Wenn ich die geburtenstärksten Jahrgänge nehme (zähle auch noch dazu), dann sehe ich dort eine große Ambivalenz. Man nimmt fb, g+ & Co. wahr, meldet sich vielleicht auch an …. aber postet niemals selber etwas.
Spannend ist, welche Milieus stark online aktiv sind und ob sich diese Milieus mit den spendenaffinen Milieus decken.
Und dann ist es eine Frage der Abwägung, ob ich diese Schnittmenge NUR via social media erreiche, also separate Kanäle eröffnen muss, ob diese die Kanäle additiv benötigen, … Und: welcher Aufwand lohnt sich?
Jetzt schon aktiv zu sein, um später nichts zu verpassen kann ich als häufig genanntes Argument nicht so ganz unterschreiben.

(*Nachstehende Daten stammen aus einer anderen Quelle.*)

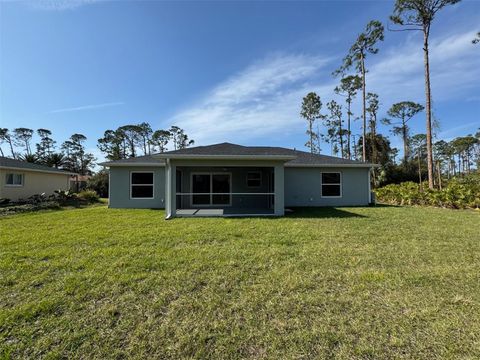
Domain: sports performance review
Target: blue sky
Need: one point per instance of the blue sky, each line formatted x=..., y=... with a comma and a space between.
x=224, y=71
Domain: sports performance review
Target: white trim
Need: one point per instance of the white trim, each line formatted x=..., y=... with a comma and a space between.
x=152, y=185
x=61, y=172
x=331, y=165
x=211, y=187
x=133, y=164
x=226, y=157
x=336, y=184
x=260, y=179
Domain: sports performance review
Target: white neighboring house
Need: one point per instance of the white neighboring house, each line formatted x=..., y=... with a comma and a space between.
x=20, y=179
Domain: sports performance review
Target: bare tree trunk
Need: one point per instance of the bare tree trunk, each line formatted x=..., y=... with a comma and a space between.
x=310, y=129
x=419, y=171
x=364, y=150
x=341, y=137
x=11, y=147
x=439, y=172
x=428, y=107
x=405, y=141
x=349, y=156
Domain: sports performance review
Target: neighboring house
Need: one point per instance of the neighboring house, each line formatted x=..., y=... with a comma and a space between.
x=20, y=179
x=232, y=180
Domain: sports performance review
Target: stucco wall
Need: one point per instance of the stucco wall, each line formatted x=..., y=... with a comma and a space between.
x=33, y=183
x=303, y=187
x=119, y=196
x=239, y=185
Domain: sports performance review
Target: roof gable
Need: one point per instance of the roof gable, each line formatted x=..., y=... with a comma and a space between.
x=9, y=163
x=234, y=151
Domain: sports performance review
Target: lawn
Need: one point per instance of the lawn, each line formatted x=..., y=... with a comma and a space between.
x=383, y=282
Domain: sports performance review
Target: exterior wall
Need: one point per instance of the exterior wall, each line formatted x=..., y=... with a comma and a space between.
x=303, y=187
x=119, y=191
x=238, y=185
x=34, y=182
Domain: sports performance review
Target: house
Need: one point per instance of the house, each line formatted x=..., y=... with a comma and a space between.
x=233, y=180
x=21, y=179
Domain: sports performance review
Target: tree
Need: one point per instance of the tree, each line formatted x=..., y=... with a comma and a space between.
x=418, y=15
x=403, y=111
x=31, y=158
x=145, y=132
x=311, y=106
x=364, y=45
x=372, y=109
x=382, y=147
x=76, y=158
x=160, y=139
x=46, y=145
x=99, y=183
x=23, y=137
x=334, y=125
x=6, y=137
x=180, y=139
x=418, y=142
x=477, y=39
x=349, y=87
x=130, y=134
x=111, y=145
x=56, y=160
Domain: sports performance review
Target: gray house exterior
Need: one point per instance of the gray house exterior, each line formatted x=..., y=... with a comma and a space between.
x=233, y=180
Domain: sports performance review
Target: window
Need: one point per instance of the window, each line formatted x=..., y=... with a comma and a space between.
x=141, y=185
x=14, y=180
x=254, y=179
x=331, y=185
x=215, y=186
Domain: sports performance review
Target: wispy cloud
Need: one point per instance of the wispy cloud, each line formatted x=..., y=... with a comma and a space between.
x=86, y=107
x=59, y=5
x=263, y=99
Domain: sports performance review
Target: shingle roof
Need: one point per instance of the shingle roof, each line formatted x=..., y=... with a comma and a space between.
x=139, y=160
x=301, y=158
x=18, y=164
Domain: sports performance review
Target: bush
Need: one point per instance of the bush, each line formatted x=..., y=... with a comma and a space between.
x=459, y=193
x=15, y=209
x=89, y=196
x=99, y=183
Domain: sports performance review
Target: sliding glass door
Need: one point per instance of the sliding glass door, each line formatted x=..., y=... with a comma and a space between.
x=215, y=186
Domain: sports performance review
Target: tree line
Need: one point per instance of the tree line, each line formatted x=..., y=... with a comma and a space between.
x=71, y=155
x=418, y=150
x=134, y=140
x=38, y=146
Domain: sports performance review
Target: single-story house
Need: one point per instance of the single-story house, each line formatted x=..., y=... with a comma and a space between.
x=233, y=180
x=21, y=179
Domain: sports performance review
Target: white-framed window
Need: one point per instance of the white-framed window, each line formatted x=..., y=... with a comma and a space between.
x=254, y=179
x=141, y=185
x=331, y=184
x=14, y=179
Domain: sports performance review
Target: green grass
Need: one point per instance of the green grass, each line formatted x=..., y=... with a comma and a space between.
x=383, y=282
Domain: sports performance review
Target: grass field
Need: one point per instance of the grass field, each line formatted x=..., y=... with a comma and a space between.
x=379, y=283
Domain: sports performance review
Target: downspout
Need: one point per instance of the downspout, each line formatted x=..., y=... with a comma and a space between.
x=168, y=185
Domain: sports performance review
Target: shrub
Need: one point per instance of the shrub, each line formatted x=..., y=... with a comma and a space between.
x=459, y=193
x=89, y=196
x=99, y=183
x=17, y=208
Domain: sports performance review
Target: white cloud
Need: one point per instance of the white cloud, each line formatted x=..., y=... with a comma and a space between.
x=263, y=99
x=59, y=5
x=86, y=107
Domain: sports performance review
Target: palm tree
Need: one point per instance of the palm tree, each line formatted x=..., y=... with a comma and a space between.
x=55, y=160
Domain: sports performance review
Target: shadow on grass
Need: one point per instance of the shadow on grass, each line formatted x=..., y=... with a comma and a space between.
x=321, y=212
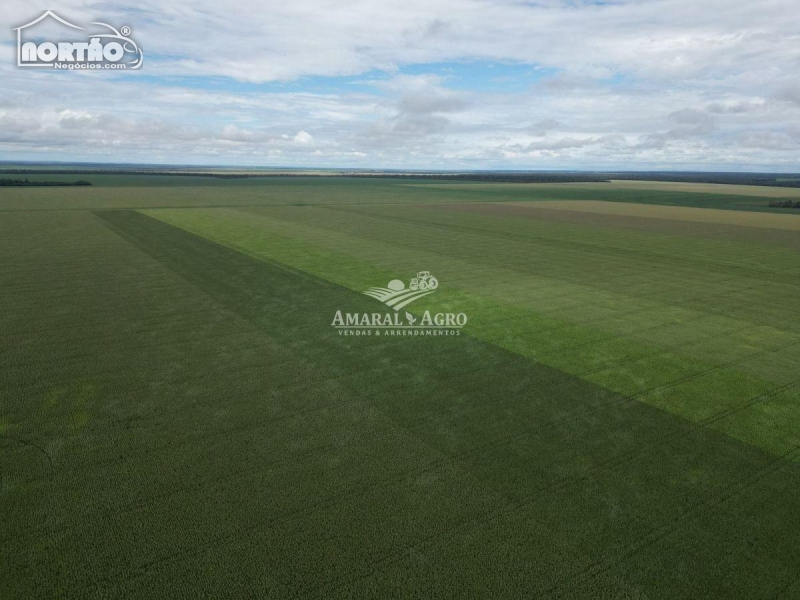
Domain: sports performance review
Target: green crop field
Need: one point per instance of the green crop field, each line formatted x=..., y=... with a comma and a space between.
x=619, y=417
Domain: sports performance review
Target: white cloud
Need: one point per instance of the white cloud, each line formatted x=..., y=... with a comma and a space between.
x=668, y=82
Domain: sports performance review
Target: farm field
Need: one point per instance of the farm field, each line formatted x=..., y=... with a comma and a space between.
x=620, y=416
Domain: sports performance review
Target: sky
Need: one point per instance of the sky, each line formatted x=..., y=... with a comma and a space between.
x=419, y=84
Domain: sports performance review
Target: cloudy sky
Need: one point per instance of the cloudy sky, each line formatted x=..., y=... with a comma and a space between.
x=435, y=84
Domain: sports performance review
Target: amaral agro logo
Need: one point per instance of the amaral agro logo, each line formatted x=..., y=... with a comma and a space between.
x=54, y=43
x=396, y=295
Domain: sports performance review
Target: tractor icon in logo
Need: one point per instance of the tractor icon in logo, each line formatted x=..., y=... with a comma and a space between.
x=424, y=281
x=396, y=295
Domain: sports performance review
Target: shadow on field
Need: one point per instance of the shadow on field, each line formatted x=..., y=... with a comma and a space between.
x=449, y=467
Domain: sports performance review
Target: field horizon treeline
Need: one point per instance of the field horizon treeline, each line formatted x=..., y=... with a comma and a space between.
x=179, y=416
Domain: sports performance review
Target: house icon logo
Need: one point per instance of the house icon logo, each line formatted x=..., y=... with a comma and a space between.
x=73, y=48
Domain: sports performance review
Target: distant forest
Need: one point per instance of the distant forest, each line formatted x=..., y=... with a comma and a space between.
x=26, y=183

Dafür war die Dynamik, welche ich die letzten 16 Jahre mit und ums Internet erlebte, zu stark.
Was in 5 Jahren sein wird – wir wissen es alle nicht. Die Entwicklungssprünge sind gewaltig.
Ich war dieses Jahr auch sehr ersaunt über die Grundsatzdiskussion und vor allem darüber wie breit die Kluft zwischen Online und Offline immer noch ist. Viele beschäftigen sich gar nicht damit, wissen aber das es nichts bringt. Eigentlich hatte ich gehofft wir würden das langsam überwinden und über die Stratgien diskutieren die mit Online und Offline möglich sind.
Vielleicht ist ein Grund auch die Fixierung auf Geldspenden. Mit der Integration von Onlinefundraising werden die Grenzen zwischen den Arten von NGO-Kommunikation (d. h. ÖA, Kampagnen, Fundraising) aufgehoben. Momentan scheinen nur wenige NGOs dazu bereit zu sein. Und auch die Fundraisingszene hat das Thema noch nicht entdeckt. Wenn wir über die Zukunft des Fundraisings diskutieren, reden wir einerseits von Integration der Medien, andererseits davon, dass Fundraising in der NGO-Kommunikaiton aufgeht. Design the future heißt dann, dass es keine Fundraiser mehr gibt und auch keine Kampagner, sondern nur noch Kummunikatoren.
http://youtu.be/woA4R3KrACg
Hallo in die Runde,
ich hätte ehrlich gesagt so viel zu dem Thema zu schreiben, dass ich das hier gar nicht unterbringen kann!
Das Thema Online Fundraising wird meiner Meinung nach momentan viel zu theoretisch, technisch und ideologisch diskutiert. Aus irgendeinem Grund sind die Organisationen/NGOs, die ernsthaft, strategisch und erfolgreich Online kommunizieren und fundraisen in diesen Diskussionen kaum bis gar nicht vertreten. Da schließe ich mich/PETA mit ein!
Mein Aufruf in die Szene – und wieder schließe ich mich gewaltig mit ein! – ist deshalb folgender: Wir erfolgreich online fundraisenden NGOs müssen aus der Deckung kommen, unser Wissen teilen und den Rest mitnehmen. Denn ich denke, wir (siehe die Beispiele oben im Text) wissen, warum wir online erfolgreich sind!
Grüße
Matthias
“Wir erfolgreich online fundraisenden NGOs müssen aus der Deckung kommen, unser Wissen teilen und den Rest mitnehmen.”
Hallo Matthias,
danke für Deine Worte. Genau so ist es und genau aus diesem Grund möchten wir mit sozialmarketing.de eine Plattform für Wissen und zum Austausch schaffen. Lasst uns voneinander lernen, Wissen und Erfahrungen teilen.